China is planning its second national census of pollution sources, aiming to present a clear picture of the situation and analyzing the capacity to control it, the central government said on Wednesday.
The census is meant to provide solid information to help governments design better-targeted protection projects and policies for the environment, and make their decisions more scientific, the State Council said in a statement.
There will be a special leading committee to guide the second census work, chaired by Vice-Premier Zhang Gaoli, and 15 ministerial level departments will be involved, the statement said.
The second census will start on Dec 31, 2017, and last the whole of 2018. Data analysis and the census report will be done in 2019.
Preparation for the census started Wednesday and will continue until the end of 2017, according to the Ministry of Environmental Protection, a major participant.
The second census will cover all organizations and individuals that discharge pollutants, and include detailed data like pollutant types, emission amounts, and operation of equipment to reduce pollution.
All pollution generated in industrial production, agriculture, domestic activities and other sources will be covered.
The first Pollution Source Census was conducted in 2007, and the results were released in February 2010. They have "played an important role in environmental protection in recent years", according to an environmental ministry statement.

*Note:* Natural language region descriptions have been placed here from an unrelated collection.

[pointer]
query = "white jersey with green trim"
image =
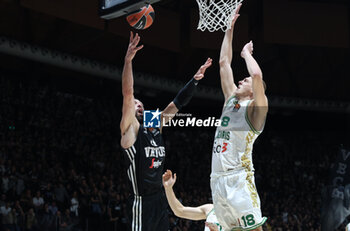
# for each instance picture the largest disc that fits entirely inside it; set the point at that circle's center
(211, 218)
(234, 138)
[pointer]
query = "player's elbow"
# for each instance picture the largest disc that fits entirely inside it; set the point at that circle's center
(224, 61)
(127, 92)
(179, 212)
(256, 75)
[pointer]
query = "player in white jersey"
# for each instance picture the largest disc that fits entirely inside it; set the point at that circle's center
(203, 212)
(235, 198)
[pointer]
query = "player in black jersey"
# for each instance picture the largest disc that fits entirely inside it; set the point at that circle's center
(144, 148)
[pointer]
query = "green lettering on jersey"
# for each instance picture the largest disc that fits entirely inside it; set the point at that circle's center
(223, 135)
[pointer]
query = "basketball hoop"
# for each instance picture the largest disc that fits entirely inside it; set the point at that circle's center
(216, 14)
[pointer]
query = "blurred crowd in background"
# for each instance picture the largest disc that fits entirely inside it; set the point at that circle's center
(61, 165)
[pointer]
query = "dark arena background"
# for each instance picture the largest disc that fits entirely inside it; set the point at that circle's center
(60, 108)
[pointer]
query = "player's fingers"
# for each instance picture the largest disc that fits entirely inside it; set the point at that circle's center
(139, 48)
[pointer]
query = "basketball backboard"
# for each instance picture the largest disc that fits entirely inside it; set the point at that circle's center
(109, 9)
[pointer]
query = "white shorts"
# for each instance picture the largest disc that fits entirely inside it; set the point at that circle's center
(236, 201)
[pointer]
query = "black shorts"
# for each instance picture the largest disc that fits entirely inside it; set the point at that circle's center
(148, 213)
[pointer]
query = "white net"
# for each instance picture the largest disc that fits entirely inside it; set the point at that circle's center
(216, 14)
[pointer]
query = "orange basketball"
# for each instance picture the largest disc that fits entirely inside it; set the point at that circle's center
(142, 18)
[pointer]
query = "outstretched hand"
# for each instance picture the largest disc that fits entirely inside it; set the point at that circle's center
(200, 73)
(169, 179)
(247, 49)
(236, 15)
(133, 48)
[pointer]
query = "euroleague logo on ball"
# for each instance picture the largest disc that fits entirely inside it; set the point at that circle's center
(142, 18)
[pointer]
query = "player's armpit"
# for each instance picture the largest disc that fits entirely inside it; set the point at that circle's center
(226, 77)
(168, 113)
(257, 114)
(128, 113)
(130, 135)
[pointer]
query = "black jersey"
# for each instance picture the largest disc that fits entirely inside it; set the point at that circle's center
(145, 161)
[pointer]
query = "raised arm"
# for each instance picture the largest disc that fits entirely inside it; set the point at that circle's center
(191, 213)
(260, 103)
(185, 94)
(226, 75)
(128, 111)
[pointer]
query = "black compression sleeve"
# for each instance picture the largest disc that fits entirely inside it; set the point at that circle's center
(185, 94)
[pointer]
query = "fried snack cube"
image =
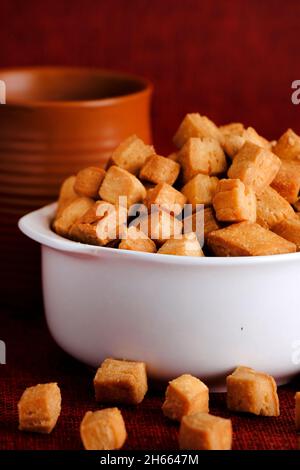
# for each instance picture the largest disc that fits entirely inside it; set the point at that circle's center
(247, 239)
(185, 395)
(202, 431)
(255, 166)
(271, 208)
(187, 245)
(202, 223)
(101, 224)
(67, 194)
(235, 135)
(136, 240)
(296, 205)
(39, 408)
(287, 180)
(88, 181)
(297, 411)
(120, 183)
(165, 197)
(70, 214)
(121, 382)
(252, 392)
(234, 202)
(159, 225)
(131, 154)
(174, 156)
(195, 125)
(290, 230)
(200, 190)
(288, 146)
(202, 155)
(103, 430)
(159, 169)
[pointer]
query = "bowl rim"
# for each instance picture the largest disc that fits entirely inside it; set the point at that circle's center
(36, 225)
(145, 82)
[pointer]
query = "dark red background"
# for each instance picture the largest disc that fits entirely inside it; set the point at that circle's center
(230, 59)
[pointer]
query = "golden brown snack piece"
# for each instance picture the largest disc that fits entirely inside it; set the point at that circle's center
(287, 180)
(202, 156)
(252, 392)
(235, 135)
(159, 169)
(134, 239)
(297, 411)
(174, 156)
(195, 125)
(101, 224)
(88, 181)
(290, 230)
(247, 239)
(165, 197)
(271, 208)
(103, 430)
(255, 166)
(131, 154)
(159, 226)
(120, 183)
(200, 190)
(296, 205)
(121, 382)
(70, 214)
(234, 202)
(202, 223)
(288, 146)
(187, 245)
(202, 431)
(67, 194)
(39, 408)
(185, 395)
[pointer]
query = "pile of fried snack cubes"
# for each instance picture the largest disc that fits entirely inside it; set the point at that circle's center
(120, 382)
(243, 187)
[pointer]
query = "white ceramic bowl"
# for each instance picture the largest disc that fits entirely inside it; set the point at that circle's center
(202, 316)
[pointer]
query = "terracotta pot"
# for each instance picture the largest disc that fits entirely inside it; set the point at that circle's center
(56, 121)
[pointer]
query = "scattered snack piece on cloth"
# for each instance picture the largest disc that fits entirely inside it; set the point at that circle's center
(123, 382)
(103, 430)
(234, 202)
(247, 239)
(39, 408)
(255, 166)
(252, 392)
(202, 431)
(187, 245)
(185, 395)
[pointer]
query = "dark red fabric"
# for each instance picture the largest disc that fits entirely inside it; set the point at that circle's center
(231, 59)
(33, 357)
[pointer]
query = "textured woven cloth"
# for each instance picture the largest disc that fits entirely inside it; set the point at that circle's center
(33, 357)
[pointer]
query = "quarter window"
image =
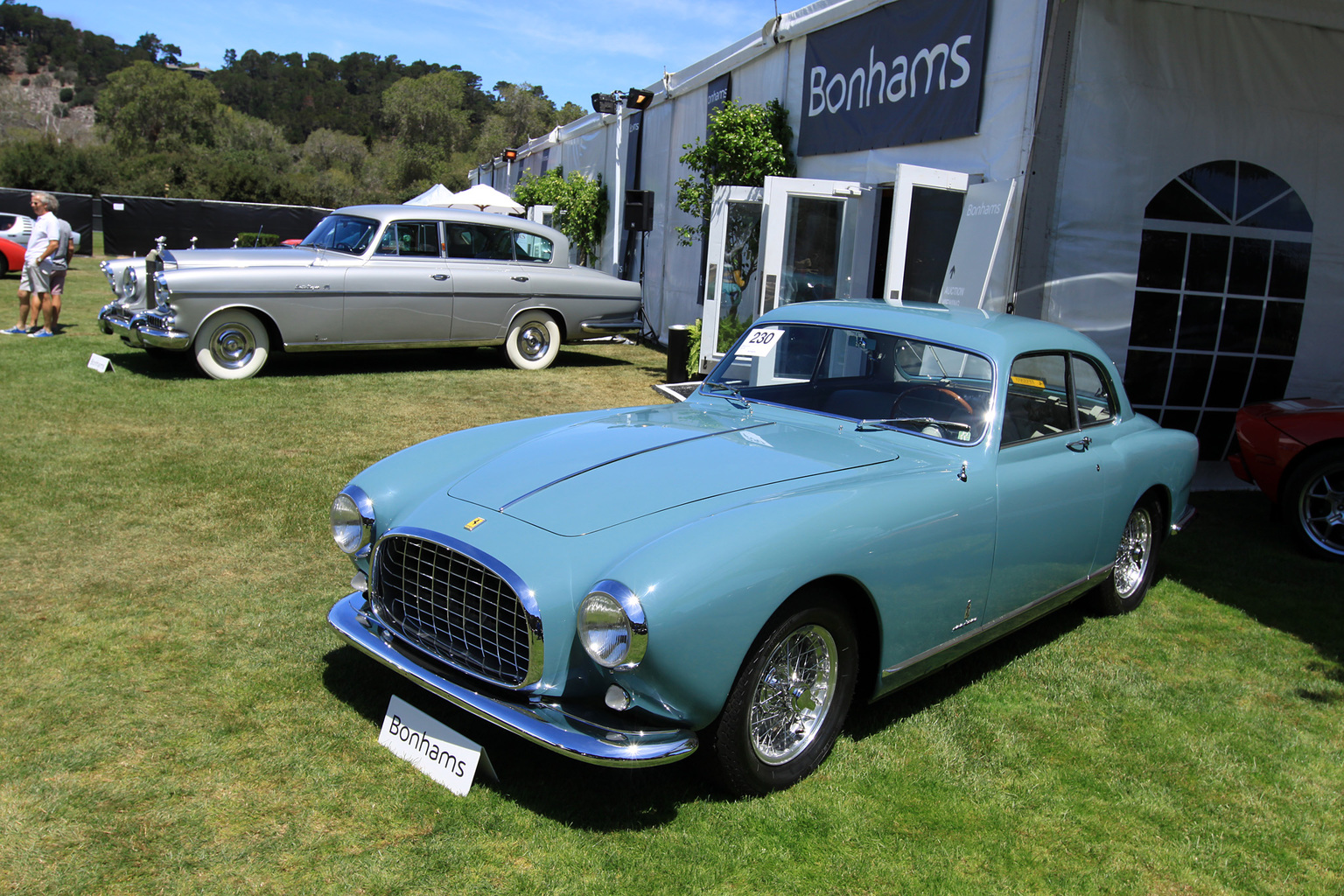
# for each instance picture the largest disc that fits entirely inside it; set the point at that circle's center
(416, 238)
(1037, 404)
(529, 248)
(480, 241)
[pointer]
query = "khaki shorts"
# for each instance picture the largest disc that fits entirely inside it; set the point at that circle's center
(34, 280)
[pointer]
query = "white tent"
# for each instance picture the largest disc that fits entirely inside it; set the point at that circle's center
(486, 198)
(436, 195)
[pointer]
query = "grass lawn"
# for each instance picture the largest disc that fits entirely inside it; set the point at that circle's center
(178, 718)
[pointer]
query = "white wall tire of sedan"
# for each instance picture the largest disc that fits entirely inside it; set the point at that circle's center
(789, 700)
(231, 346)
(534, 340)
(1136, 560)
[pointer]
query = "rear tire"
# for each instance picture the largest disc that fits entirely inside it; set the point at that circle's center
(534, 340)
(1136, 560)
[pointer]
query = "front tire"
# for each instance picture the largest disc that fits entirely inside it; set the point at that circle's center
(1136, 560)
(789, 700)
(1312, 502)
(231, 346)
(534, 341)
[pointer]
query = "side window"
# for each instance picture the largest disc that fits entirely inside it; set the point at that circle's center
(529, 248)
(1093, 393)
(416, 238)
(1038, 399)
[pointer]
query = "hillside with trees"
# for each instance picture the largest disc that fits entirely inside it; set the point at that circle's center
(82, 113)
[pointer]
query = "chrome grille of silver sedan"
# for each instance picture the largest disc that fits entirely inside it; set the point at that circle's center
(454, 607)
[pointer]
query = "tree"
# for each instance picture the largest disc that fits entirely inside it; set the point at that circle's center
(744, 147)
(150, 108)
(429, 110)
(579, 206)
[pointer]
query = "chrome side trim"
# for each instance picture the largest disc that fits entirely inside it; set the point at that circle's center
(1183, 520)
(598, 326)
(546, 724)
(935, 659)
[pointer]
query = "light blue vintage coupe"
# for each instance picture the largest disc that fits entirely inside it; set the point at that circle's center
(858, 494)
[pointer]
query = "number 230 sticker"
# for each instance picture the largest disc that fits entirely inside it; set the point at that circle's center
(760, 341)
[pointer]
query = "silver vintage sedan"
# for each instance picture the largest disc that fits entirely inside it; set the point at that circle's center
(375, 277)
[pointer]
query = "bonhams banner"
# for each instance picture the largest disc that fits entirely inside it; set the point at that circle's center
(906, 73)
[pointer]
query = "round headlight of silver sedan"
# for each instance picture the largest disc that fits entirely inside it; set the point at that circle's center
(612, 626)
(353, 522)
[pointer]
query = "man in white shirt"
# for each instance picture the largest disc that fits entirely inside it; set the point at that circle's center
(35, 280)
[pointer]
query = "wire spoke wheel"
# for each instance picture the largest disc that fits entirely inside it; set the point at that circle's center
(794, 695)
(1135, 552)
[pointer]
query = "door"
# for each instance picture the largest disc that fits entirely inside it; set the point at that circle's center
(816, 241)
(732, 276)
(403, 293)
(925, 213)
(1057, 465)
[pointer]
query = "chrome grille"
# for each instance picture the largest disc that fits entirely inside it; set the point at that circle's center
(454, 607)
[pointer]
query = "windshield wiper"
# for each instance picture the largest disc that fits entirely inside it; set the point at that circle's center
(892, 422)
(734, 396)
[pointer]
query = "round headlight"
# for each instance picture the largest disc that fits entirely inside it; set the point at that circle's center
(612, 626)
(353, 522)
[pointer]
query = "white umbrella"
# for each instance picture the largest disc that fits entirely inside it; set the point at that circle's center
(486, 198)
(436, 195)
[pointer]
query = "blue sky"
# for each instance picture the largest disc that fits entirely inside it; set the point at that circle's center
(571, 47)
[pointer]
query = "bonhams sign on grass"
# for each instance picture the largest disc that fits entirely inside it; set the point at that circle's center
(433, 747)
(906, 73)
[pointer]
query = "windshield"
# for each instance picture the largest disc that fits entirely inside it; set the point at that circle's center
(879, 381)
(343, 234)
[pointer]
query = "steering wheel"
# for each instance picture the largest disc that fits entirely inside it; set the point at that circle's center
(933, 393)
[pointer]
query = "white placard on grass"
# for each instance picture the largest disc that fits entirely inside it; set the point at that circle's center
(433, 747)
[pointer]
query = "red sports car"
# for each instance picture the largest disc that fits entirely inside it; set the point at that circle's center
(1294, 452)
(11, 256)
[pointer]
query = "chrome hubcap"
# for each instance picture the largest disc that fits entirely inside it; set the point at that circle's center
(1321, 511)
(1136, 549)
(231, 346)
(794, 695)
(534, 340)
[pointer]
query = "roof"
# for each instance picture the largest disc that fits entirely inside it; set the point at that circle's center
(984, 332)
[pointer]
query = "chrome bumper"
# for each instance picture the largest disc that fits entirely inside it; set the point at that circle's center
(542, 723)
(143, 329)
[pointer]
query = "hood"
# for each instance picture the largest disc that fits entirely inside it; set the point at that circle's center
(602, 472)
(237, 256)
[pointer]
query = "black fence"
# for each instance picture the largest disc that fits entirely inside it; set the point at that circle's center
(130, 225)
(75, 208)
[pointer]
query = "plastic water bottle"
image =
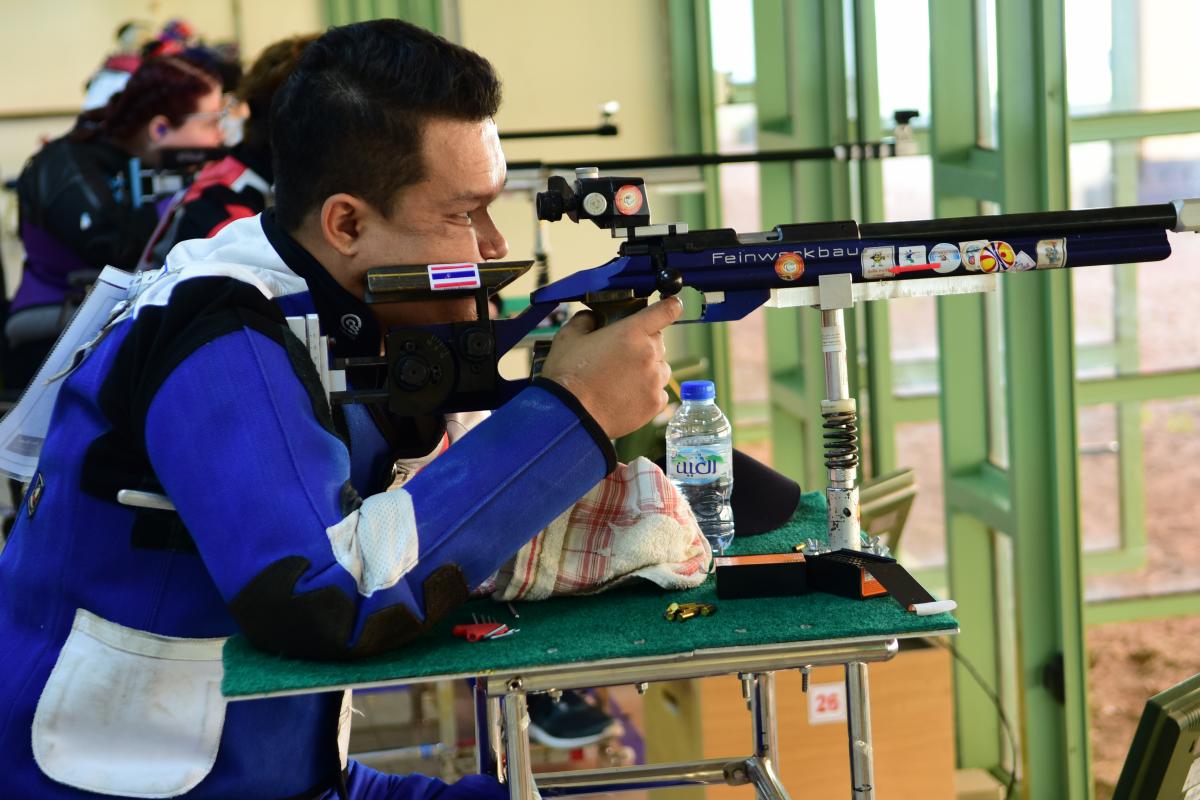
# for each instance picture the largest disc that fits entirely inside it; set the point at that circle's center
(700, 461)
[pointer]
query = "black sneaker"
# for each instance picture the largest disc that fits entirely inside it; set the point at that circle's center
(569, 722)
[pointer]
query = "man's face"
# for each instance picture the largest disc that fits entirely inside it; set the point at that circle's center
(443, 218)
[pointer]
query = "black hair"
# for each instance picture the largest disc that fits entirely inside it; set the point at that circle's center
(351, 114)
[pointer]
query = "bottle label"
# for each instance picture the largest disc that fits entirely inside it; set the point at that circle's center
(700, 464)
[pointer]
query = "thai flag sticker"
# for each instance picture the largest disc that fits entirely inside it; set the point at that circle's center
(444, 277)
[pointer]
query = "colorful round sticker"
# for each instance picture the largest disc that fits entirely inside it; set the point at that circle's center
(997, 257)
(629, 199)
(946, 256)
(790, 266)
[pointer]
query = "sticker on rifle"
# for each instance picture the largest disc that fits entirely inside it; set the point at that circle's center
(997, 257)
(971, 253)
(790, 266)
(946, 256)
(912, 256)
(1051, 253)
(629, 199)
(877, 262)
(447, 277)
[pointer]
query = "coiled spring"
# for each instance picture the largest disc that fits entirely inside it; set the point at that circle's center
(841, 439)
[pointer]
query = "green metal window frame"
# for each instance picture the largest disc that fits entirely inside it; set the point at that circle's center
(426, 13)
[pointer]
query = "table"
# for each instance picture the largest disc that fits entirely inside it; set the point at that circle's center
(621, 637)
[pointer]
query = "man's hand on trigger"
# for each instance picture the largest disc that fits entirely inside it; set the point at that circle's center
(618, 372)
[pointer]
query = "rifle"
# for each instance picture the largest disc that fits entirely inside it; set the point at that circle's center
(453, 367)
(826, 264)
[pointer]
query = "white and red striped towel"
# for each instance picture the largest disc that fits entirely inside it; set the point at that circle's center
(631, 524)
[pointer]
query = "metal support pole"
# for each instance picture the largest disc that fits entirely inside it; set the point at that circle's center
(448, 729)
(840, 414)
(762, 714)
(487, 732)
(766, 782)
(766, 737)
(516, 745)
(858, 721)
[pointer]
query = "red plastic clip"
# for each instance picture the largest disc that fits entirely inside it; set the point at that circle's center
(481, 630)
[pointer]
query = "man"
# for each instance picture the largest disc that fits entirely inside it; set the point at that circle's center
(112, 617)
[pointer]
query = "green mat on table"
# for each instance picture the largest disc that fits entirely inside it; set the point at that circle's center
(624, 623)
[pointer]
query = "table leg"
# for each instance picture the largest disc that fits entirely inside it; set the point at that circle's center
(858, 721)
(487, 732)
(762, 767)
(766, 782)
(762, 715)
(516, 746)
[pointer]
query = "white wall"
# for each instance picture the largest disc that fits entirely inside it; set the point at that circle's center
(49, 48)
(559, 61)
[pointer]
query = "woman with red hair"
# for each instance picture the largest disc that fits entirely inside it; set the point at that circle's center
(76, 198)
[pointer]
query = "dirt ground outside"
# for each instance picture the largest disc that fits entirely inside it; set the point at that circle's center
(1128, 662)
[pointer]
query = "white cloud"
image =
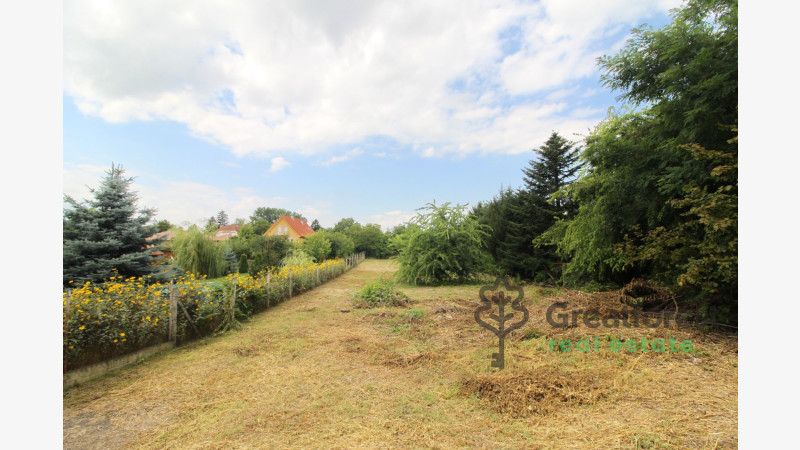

In the first census, over 570,000 people participated in the investigation of over 5.92 million targets emitting pollutants, and 1.1 billion sets of data were produced, marking the first clear picture of pollution from the agricultural and service industries, according to the data released on the official website of the first census.
Based on the results, China placed pollution sources in agriculture on restriction lists, said Wang Yuqing, then office director of the census committee in 2010.
Great changes, however, have taken place in economic and social demographic structures over the years, and some pollutants like those generated in rural regions and some mobile sources have become more significant, making a new, thorough investigation urgently needed, the ministry said on Wednesday.